It worked the other way for Sherry Shadle, who first found herself onstage in 1987 as a result of her son John's involvement in Footlights. She spent the next 19 years "thoroughly involved" with the theater, both onstage and as a two-time president of the board.
"I just think it's a jewel in Paducah," Shadle said.
The theater's official celebration of its 50th anniversary last week gave its supporters a chance to pause and reflect on just how many lives the nonprofit has touched, said Kristin Williams, president of the board.
"It is amazing to me how it has endured," Williams said. "Fifty years is a long time for an arts organization, and the Market House has not only lasted 50 years - it has thrived."
Only eight people founded the theater that now serves about 40,000 adults and children each year. Katherine and Robert Hassman, Dr. Ben Bradford, J.C. Dudley, Wilhemina Dudley, Greta Woodall, Charles Katterjohn and Charles Wahl banded together in October 1963 to create a "Little Theatre Group." Their first play, "The Male Animal," debuted in April 1964, despite the fact that the theater's current home on Market House Square wasn't ready to house the production.

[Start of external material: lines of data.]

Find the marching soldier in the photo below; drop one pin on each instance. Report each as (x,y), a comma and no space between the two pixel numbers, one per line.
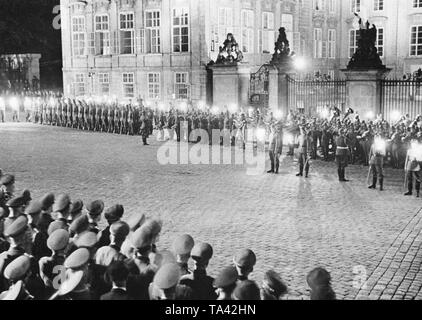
(376,162)
(304,150)
(200,283)
(413,168)
(276,148)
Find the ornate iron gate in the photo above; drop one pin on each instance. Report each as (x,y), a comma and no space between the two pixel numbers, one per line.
(312,96)
(259,85)
(401,97)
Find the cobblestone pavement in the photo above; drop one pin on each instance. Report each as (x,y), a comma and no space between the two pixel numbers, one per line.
(293,224)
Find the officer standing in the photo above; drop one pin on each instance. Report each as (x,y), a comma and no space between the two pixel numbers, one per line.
(342,155)
(413,168)
(200,283)
(276,148)
(376,162)
(304,150)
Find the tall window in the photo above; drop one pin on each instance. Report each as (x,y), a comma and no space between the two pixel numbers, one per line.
(154,86)
(380,41)
(353,42)
(180,30)
(356,5)
(416,41)
(378,5)
(104,83)
(417,3)
(128,85)
(78,36)
(267,32)
(127,33)
(102,35)
(248,28)
(225,24)
(319,5)
(317,43)
(181,88)
(152,29)
(79,84)
(332,6)
(332,43)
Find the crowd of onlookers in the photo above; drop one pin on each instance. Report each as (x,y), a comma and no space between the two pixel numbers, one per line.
(53,248)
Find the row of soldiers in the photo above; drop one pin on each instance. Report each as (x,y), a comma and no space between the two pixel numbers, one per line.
(53,248)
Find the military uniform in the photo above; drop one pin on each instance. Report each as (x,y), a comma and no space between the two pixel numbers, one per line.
(376,161)
(342,156)
(304,150)
(275,149)
(413,172)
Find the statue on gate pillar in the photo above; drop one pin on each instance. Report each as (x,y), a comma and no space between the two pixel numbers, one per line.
(366,55)
(229,53)
(282,52)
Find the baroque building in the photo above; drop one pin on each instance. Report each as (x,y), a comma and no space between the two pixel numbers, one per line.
(158,50)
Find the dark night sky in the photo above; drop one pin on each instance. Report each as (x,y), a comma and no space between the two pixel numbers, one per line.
(26,26)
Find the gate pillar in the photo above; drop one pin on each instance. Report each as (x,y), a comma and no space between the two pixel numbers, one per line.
(278,89)
(363,91)
(230,84)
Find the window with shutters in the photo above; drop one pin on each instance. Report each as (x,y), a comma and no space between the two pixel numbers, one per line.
(127,33)
(380,42)
(128,84)
(79,84)
(152,32)
(181,88)
(104,83)
(102,35)
(332,43)
(268,32)
(154,87)
(180,30)
(248,29)
(225,24)
(353,42)
(378,5)
(318,43)
(78,36)
(356,5)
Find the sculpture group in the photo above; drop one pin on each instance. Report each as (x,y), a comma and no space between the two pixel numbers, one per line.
(366,55)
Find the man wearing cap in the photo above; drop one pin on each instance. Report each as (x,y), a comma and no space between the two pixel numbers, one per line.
(246,290)
(16,233)
(182,247)
(164,286)
(200,283)
(17,273)
(75,210)
(61,208)
(112,215)
(95,209)
(39,235)
(273,288)
(51,267)
(244,261)
(107,254)
(225,283)
(47,202)
(140,269)
(118,274)
(16,208)
(7,189)
(76,288)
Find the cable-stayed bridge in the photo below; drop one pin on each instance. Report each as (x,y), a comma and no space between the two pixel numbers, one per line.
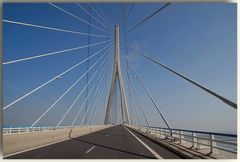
(111,120)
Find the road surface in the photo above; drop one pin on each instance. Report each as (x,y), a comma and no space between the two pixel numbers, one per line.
(117,142)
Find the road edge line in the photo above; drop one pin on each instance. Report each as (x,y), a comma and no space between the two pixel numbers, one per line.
(145,145)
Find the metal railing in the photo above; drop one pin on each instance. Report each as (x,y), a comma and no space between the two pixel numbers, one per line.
(15,130)
(198,139)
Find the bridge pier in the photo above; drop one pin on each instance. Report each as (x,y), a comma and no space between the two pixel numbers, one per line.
(117,78)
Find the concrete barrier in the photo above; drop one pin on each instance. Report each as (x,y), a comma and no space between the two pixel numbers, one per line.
(13,143)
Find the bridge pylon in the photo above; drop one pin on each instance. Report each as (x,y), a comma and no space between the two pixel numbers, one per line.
(117,80)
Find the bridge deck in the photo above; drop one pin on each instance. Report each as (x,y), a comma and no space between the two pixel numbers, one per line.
(111,143)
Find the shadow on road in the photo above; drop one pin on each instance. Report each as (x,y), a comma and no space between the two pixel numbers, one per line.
(113,148)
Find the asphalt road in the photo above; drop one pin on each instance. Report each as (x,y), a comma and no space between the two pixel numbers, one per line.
(116,142)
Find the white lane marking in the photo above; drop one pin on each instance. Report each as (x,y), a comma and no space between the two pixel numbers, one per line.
(30,149)
(145,145)
(90,149)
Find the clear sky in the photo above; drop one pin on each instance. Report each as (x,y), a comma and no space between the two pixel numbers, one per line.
(196,39)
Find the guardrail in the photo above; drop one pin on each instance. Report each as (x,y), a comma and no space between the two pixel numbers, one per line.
(211,140)
(16,130)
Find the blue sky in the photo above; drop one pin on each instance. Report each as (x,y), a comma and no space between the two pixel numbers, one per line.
(196,39)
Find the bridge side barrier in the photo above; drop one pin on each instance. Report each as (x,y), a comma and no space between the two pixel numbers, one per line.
(217,145)
(20,141)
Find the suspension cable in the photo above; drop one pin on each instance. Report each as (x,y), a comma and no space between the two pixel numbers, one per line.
(148,17)
(131,97)
(102,104)
(68,90)
(97,13)
(54,78)
(100,95)
(97,100)
(145,88)
(54,53)
(135,90)
(130,10)
(79,5)
(96,27)
(103,14)
(225,100)
(76,99)
(75,118)
(52,28)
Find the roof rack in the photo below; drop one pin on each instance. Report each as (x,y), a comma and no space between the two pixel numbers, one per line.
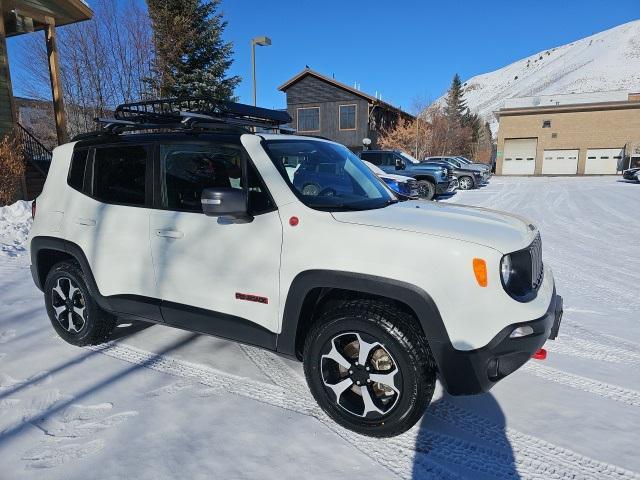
(190,113)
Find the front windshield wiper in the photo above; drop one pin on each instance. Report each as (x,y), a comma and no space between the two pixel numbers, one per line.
(351,208)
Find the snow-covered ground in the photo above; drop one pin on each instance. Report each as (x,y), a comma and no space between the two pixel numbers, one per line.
(160,403)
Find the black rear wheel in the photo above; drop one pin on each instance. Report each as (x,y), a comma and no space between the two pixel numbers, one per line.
(74,314)
(369,367)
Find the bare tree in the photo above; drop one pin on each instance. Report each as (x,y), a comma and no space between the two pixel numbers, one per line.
(104,62)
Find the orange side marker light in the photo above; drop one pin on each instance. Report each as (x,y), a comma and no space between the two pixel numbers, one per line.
(480,271)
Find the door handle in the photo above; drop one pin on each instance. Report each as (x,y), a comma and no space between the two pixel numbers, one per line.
(169,233)
(86,221)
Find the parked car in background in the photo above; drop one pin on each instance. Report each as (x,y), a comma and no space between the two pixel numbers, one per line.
(483,169)
(202,229)
(471,162)
(467,178)
(404,187)
(631,174)
(432,180)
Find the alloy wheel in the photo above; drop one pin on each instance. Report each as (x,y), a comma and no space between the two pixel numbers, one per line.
(69,305)
(465,183)
(361,375)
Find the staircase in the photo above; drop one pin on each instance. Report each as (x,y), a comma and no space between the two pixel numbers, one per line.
(38,159)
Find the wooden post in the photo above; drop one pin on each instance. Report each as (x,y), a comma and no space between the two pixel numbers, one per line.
(56,84)
(7,104)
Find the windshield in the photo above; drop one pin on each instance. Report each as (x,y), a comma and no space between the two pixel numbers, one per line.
(374,168)
(409,157)
(328,176)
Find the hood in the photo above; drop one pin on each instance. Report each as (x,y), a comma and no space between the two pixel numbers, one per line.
(397,178)
(502,231)
(473,166)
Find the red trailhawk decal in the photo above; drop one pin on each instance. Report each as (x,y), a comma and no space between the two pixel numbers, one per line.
(251,298)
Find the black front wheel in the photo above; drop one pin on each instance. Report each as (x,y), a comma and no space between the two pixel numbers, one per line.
(369,368)
(465,183)
(426,189)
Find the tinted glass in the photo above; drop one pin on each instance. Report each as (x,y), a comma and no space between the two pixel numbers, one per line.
(120,175)
(188,169)
(347,117)
(388,159)
(329,176)
(308,119)
(373,157)
(76,172)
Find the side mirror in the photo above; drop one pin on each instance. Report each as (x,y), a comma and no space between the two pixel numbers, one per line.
(225,202)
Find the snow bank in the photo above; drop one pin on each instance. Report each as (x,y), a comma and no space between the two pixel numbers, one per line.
(15,223)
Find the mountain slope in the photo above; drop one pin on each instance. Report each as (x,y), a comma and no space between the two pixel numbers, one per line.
(606,61)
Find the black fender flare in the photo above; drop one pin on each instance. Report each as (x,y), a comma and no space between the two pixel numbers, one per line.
(73,250)
(419,301)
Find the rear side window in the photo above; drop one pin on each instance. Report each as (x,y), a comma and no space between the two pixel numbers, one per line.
(77,169)
(119,175)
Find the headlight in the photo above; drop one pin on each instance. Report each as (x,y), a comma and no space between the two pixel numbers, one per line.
(506,269)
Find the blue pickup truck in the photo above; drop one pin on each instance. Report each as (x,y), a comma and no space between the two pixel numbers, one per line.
(432,180)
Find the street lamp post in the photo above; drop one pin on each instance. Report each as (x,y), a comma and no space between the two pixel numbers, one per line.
(263,42)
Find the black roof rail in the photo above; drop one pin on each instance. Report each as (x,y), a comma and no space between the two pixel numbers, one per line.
(170,110)
(190,113)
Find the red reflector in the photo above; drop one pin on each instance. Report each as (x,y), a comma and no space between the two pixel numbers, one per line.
(541,354)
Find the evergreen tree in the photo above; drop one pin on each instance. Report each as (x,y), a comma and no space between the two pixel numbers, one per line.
(191,57)
(456,106)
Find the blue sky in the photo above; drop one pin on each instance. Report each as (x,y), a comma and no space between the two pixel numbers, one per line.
(405,49)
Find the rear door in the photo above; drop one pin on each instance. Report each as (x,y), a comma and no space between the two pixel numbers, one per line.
(213,275)
(108,217)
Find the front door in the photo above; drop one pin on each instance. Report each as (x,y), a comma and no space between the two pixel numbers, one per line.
(215,276)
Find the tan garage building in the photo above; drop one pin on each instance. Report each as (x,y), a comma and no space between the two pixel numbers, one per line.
(575,134)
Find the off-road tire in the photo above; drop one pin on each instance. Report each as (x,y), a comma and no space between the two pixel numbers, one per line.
(426,189)
(465,183)
(398,332)
(98,324)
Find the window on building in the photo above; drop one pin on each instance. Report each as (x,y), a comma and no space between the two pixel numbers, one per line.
(348,117)
(309,119)
(119,175)
(76,172)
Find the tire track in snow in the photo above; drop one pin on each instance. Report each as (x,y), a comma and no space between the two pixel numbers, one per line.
(400,462)
(502,447)
(606,390)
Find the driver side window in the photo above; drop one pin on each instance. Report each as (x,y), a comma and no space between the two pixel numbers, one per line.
(187,169)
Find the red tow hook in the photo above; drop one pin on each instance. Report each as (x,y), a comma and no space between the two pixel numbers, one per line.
(541,354)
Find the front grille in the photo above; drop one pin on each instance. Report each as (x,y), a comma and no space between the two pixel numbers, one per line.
(537,267)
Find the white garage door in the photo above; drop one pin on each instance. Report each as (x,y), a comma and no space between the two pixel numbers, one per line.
(602,161)
(519,156)
(560,162)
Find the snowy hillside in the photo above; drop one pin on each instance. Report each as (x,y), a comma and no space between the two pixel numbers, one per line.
(606,61)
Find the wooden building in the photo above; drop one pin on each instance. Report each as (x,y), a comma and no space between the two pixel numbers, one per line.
(322,106)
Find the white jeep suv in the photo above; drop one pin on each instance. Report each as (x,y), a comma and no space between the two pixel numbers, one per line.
(195,222)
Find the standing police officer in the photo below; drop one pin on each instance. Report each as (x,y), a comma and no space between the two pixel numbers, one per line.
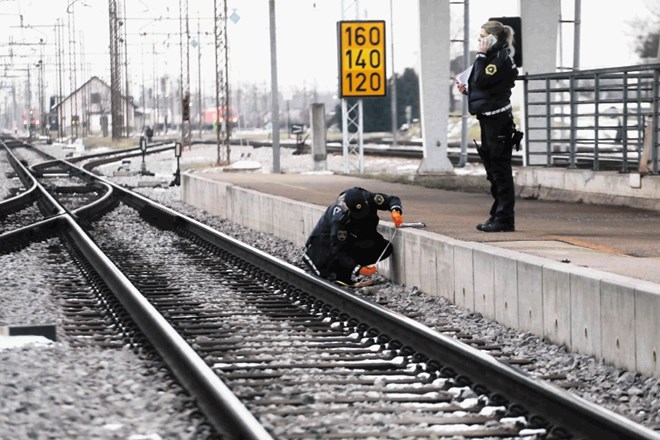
(345,243)
(488,88)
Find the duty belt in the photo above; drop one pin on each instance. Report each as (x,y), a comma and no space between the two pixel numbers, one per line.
(499,110)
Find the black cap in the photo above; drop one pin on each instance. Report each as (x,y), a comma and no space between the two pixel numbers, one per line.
(356,203)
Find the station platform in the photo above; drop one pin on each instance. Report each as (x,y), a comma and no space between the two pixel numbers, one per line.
(585,276)
(615,239)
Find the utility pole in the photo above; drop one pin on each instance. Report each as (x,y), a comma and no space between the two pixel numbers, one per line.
(221,83)
(184,32)
(115,71)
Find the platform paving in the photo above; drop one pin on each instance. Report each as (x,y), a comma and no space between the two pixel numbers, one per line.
(616,239)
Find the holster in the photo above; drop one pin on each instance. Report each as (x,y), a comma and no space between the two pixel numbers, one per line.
(516,138)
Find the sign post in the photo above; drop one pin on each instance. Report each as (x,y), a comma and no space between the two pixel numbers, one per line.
(361,74)
(362,58)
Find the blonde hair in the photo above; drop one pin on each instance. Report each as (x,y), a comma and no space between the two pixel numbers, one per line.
(502,32)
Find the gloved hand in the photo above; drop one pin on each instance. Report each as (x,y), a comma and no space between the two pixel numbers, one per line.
(367,271)
(397,218)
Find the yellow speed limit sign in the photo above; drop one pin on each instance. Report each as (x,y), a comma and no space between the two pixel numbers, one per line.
(361,58)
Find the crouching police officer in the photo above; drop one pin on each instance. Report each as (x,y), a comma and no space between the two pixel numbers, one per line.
(345,243)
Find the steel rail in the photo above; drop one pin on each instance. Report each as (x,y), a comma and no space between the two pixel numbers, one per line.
(221,407)
(562,409)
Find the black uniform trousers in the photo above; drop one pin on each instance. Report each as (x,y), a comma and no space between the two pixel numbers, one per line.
(339,263)
(495,152)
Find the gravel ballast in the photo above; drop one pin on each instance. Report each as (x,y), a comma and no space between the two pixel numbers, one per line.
(55,390)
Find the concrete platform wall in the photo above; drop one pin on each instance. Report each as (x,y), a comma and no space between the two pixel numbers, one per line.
(602,187)
(611,317)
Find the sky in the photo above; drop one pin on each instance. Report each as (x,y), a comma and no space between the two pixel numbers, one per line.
(306,36)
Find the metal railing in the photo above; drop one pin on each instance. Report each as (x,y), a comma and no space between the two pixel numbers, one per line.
(599,119)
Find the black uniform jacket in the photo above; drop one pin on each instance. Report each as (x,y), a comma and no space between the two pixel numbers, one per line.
(491,80)
(336,232)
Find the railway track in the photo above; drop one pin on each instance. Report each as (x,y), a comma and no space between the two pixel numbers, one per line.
(268,350)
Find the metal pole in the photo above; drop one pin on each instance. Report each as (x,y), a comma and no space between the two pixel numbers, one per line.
(199,76)
(393,97)
(275,107)
(576,38)
(464,104)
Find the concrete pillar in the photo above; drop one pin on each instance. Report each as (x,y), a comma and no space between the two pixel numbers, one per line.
(540,24)
(319,138)
(434,80)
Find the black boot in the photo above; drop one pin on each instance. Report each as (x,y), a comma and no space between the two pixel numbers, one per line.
(490,220)
(499,226)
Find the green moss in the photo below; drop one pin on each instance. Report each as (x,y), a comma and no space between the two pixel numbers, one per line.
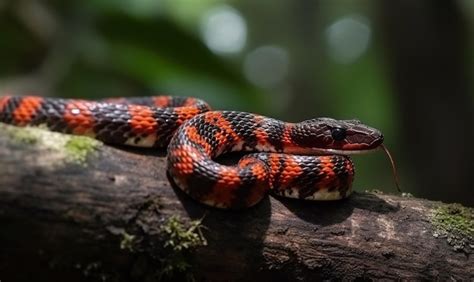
(63,147)
(22,135)
(128,242)
(77,148)
(455,223)
(180,239)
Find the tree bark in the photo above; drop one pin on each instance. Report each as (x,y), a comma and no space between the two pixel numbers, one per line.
(103,216)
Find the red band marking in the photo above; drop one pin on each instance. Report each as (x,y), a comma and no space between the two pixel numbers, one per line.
(26,110)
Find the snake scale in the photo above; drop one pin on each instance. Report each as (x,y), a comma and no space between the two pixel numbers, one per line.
(305,160)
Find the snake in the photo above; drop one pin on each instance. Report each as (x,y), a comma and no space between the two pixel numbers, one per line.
(307,160)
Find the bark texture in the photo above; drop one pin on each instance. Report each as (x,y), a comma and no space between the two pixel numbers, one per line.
(102,217)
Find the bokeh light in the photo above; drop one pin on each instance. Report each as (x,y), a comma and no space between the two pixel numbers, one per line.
(348,38)
(224,30)
(266,66)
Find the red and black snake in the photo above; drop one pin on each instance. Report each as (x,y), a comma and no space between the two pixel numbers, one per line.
(306,160)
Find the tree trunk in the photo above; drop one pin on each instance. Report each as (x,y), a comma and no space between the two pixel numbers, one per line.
(74,209)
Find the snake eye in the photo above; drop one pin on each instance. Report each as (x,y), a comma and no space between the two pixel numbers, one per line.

The International Brotherhood of Electrical Workers provided a temporary space for the performance.
"This may not sound like the most important move in the world to a lot of people but, actually, it is one of those sidelights which are vital to a community that wants to be progressive," Bill Powell, then the news editor of the Paducah Sun-Democrat, wrote in an editorial on the eve of the first performance.
The theater survived its first decade entirely on volunteer labor, and the dedication of the theater's family of supporters has only continued as the theater has grown.
With a $1.25 million capital campaign, the theater expanded to three other historic buildings on the square in the late 1990s. It reached its 500th production in 2012 and broke box office records in 2013, selling 3,900 tickets to its production of "Les Miserables." The board has yet to announce the next step for the Market House, but Williams said the members have been evaluating the theater's growth potential.
Supporters say the theater owes much of its success to Michael Cochran, the theater's creative and executive director, and wife April, who is the education director. The two have worked at the Market House for a little more than 30 years.
"They are our teachers. They expect things to run like a professional theater," Shadle said. "We have been so fortunate to have them in Paducah to lead the way and set an example."
No matter how big the Market House family grows, the veteran actors say they always welcome new members.
"Just go audition," Shadle said. "You won't ever regret it."